Coronavirus: France and Germany propose €500 billion EU recovery fund

Coronavirus: France and Germany propose €500 billion EU recovery fund
Credit: Youtube screengrab

German Chancellor Angela Merkel and French President Emmanuel Macron have announced that they want to create a €500 billion recovery plan to offer countries and regions hardest hit after the coronavirus crisis.

Merkel and Macron announced their recovery plan via a joint video conference, following an afternoon of meetings. They intend to set up a €500 billion temporary emergency fund, managed by the European Commission, which would borrow money on financial markets in the EU's name.

The money has to be made available "in a very targeted manner," to support the most affected economic sectors and regions.

Macron stressed this money would be a gift, meaning the beneficiaries will not have to repay it. The fund will be part of the next multi-annual budget, which starts next year. The German-French initiative is supposed to launch the reconstruction of the EU after the health crisis.

"Europe will face this crisis together, and we will emerge from it stronger. It is the declared aim of our joint efforts to achieve a sustainable economic recovery for the European Union," Merkel said in a statement. "We, Germany and France, are committed to our responsibility for the EU without any ifs and buts and we will help together to pave the way out of the crisis," she added.

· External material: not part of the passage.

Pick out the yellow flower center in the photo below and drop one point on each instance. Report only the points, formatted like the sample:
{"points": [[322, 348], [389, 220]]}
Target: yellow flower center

The president of the European Commission, Ursula von der Leyen, will present her own post-coronavirus recovery plan on 27 May. The Commission stated that it welcomed the proposal, as it "acknowledges the scope and the size of the economic challenge that Europe faces, and rightly puts the emphasis on the need to work on a solution with the European budget at its core," according to von der Leyen.

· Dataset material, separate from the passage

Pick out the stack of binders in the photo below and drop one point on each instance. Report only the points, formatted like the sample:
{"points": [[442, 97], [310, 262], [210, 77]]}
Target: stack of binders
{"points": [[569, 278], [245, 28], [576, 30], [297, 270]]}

The announcement could bring to a close the heated debate over the so-called corona bonds, under discussion since March and to which Germany and the Netherlands had been starkly opposed.

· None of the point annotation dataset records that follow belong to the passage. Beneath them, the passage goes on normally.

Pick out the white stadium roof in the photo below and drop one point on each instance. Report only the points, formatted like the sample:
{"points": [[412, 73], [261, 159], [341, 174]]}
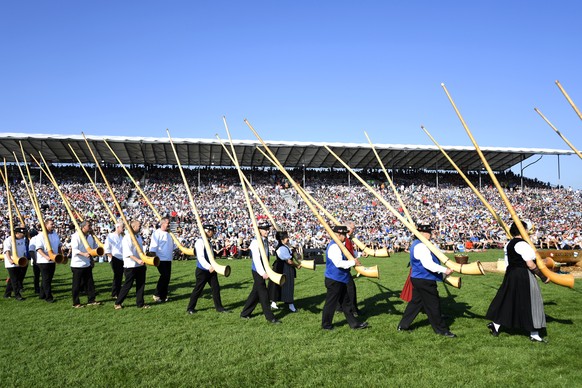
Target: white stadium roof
{"points": [[209, 152]]}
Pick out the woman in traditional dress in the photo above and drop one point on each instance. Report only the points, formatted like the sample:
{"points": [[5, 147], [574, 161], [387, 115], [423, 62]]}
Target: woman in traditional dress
{"points": [[518, 303]]}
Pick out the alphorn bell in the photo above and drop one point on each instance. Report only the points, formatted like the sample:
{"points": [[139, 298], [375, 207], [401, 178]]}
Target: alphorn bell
{"points": [[183, 249], [149, 260], [57, 257], [220, 269], [475, 268], [359, 268], [20, 261], [94, 252], [563, 280]]}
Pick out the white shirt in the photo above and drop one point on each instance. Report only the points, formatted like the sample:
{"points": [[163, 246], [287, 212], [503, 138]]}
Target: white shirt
{"points": [[199, 247], [334, 253], [77, 247], [113, 245], [422, 253], [523, 249], [55, 242], [163, 245], [130, 250], [20, 250]]}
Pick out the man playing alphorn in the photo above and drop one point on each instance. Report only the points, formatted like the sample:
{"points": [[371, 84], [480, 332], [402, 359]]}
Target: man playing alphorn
{"points": [[205, 273]]}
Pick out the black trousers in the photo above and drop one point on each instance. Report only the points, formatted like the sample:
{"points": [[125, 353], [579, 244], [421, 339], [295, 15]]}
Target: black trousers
{"points": [[14, 282], [425, 296], [258, 294], [136, 274], [350, 301], [83, 279], [117, 267], [47, 272], [336, 293], [165, 270], [202, 278]]}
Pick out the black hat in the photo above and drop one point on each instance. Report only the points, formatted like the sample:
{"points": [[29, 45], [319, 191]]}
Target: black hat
{"points": [[281, 235], [264, 225], [425, 228], [340, 229]]}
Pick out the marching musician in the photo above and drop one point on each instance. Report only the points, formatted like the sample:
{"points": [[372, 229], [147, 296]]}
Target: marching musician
{"points": [[134, 268], [259, 293], [518, 303], [163, 246], [425, 272], [337, 274], [283, 264], [15, 271], [205, 273], [82, 265], [114, 251], [47, 266]]}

However, the member states will all have to agree as well, Macron and Merkel said, admitting that work would still be needed "to bring them all together."

"Faced with the pandemic, Europe was undoubtedly at fault at the beginning of the crisis. But there have been very concrete gestures of solidarity. This solidarity has saved lives," said Macron, adding that health is not a core competence of the EU, but the economy is.